Le barbare érudit

Je mange du phoque cru avec mes mains en lisant du Baudelaire.

Je réfléchis à certaines questions, partie 2

with one comment

Dans le premier billet de cette (courte) série, j’ai présenté ma compréhension de l’état de droit, le fondement même de tout État démocratique. Je le répète, je ne suis pas un spécialiste de la chose, je ne fais que présenter ma réflexion autour de la question.

Mais ce premier billet se voulait d’abord et avant tout une introduction à ma compréhension de la chose politique. De toute évidence, j’ai employé un ton neutre parce que le sujet n’était pas chargé émotivement.

Les bases de la démocratie devraient être, et enseignée à, et comprise par, tous. C’est là une condition sine qua non à toute participation active et en toute connaissance de cause à la vie publique.

La suite, ce billet-ci et le suivant, touchent à des questions qui n’ont rien de neutre. Je prends position.

La question qui tue

Autour d’un verre. Quelques amis, ou collègues ou membres de la famille et là, on tente tout pour éviter le seul sujet qui assurément fera dégénéré la soirée. La politique. Surtout la politique québécoise qui est polarisée à l’extrême. Le débat identitaire, référendaire et constitutionnel, ça vous dit quelque chose?

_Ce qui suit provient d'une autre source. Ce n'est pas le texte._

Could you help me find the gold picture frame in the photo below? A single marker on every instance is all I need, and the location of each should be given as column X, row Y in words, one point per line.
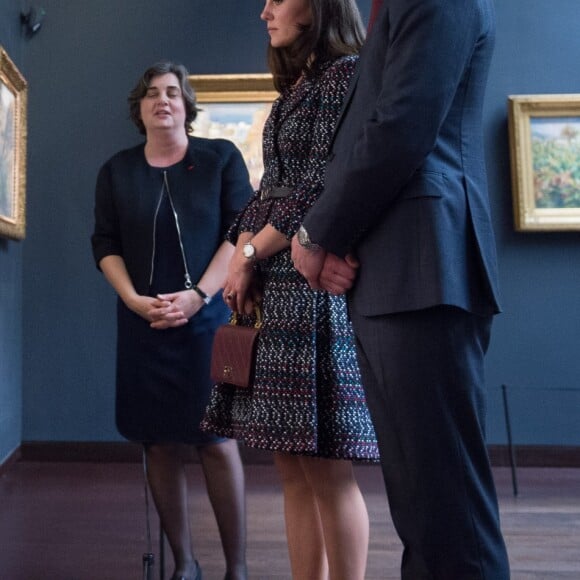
column 235, row 107
column 544, row 134
column 13, row 111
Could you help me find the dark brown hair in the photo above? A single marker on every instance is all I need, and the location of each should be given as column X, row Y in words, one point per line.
column 140, row 90
column 336, row 30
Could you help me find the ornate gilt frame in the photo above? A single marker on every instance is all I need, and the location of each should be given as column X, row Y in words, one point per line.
column 530, row 179
column 13, row 144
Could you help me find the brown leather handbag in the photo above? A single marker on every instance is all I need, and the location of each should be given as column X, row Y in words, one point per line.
column 233, row 356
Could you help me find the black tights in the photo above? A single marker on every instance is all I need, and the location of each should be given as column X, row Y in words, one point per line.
column 224, row 477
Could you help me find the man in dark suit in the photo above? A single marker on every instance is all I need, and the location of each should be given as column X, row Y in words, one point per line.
column 406, row 193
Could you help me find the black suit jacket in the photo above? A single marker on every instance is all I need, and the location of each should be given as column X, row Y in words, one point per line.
column 406, row 185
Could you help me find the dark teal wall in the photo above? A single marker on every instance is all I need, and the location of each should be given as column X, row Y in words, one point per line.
column 80, row 68
column 10, row 281
column 536, row 340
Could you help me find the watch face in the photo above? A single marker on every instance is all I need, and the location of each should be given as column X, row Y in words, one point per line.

Évidemment, il n’est pas long qu’on déborde sur ledit sujet maudit et que le ton se met à monter. Et c’est là que la question qui tue tombe : ouains, mais, pourquoi t’es séparatisse? Euh… ben passe que. Baon. Pis toi, pourquoi tu tiens tant que ça à rester dans le Canada?

Donc, on ne s’en sort pas, on tombe dans l’infantilisme primaire parce qu’on tente de se coincer d’un côté comme de l’autre. Mais n’est-ce pas là l’occasion idéale de se lancer à corps perdu dans un véritable débat d’idée? Les plus beaux débats?

Non, mais, vraiment, pourquoi?

Je le dis d’entrée de jeu : je suis souverainiste, indépendantiste, séparatiste, c’est comme vous voulez.

Je le dis et l’affirme sans détour parce que profondément, j’y crois. Lorsqu’on me demande de quel pays je viens, naturellement, je réponds le Québec.

Mais la question qui me hante toujours après avoir affirmé que je suis indépendantiste, c’est pourquoi? Pourquoi suis-je indépendantiste? Où sont les racines de cette conviction qui m’habite à ce sujet? Et comment puis-je l’articuler de telle sorte qu’il soit possible de transmettre cette conviction aux autres?

Parce qu’il ne faut pas être dupe : il n’y aura pas de souveraineté sans une adhésion claire à cette option. Et cette adhésion ne se fera pas sans effort. Il faudra convaincre les indécis et peut-être même d’autres individus opposés à cette idée que de toutes les options possibles, c’est celle qui présente le plus grand intérêt, les meilleures perspectives d’avenir.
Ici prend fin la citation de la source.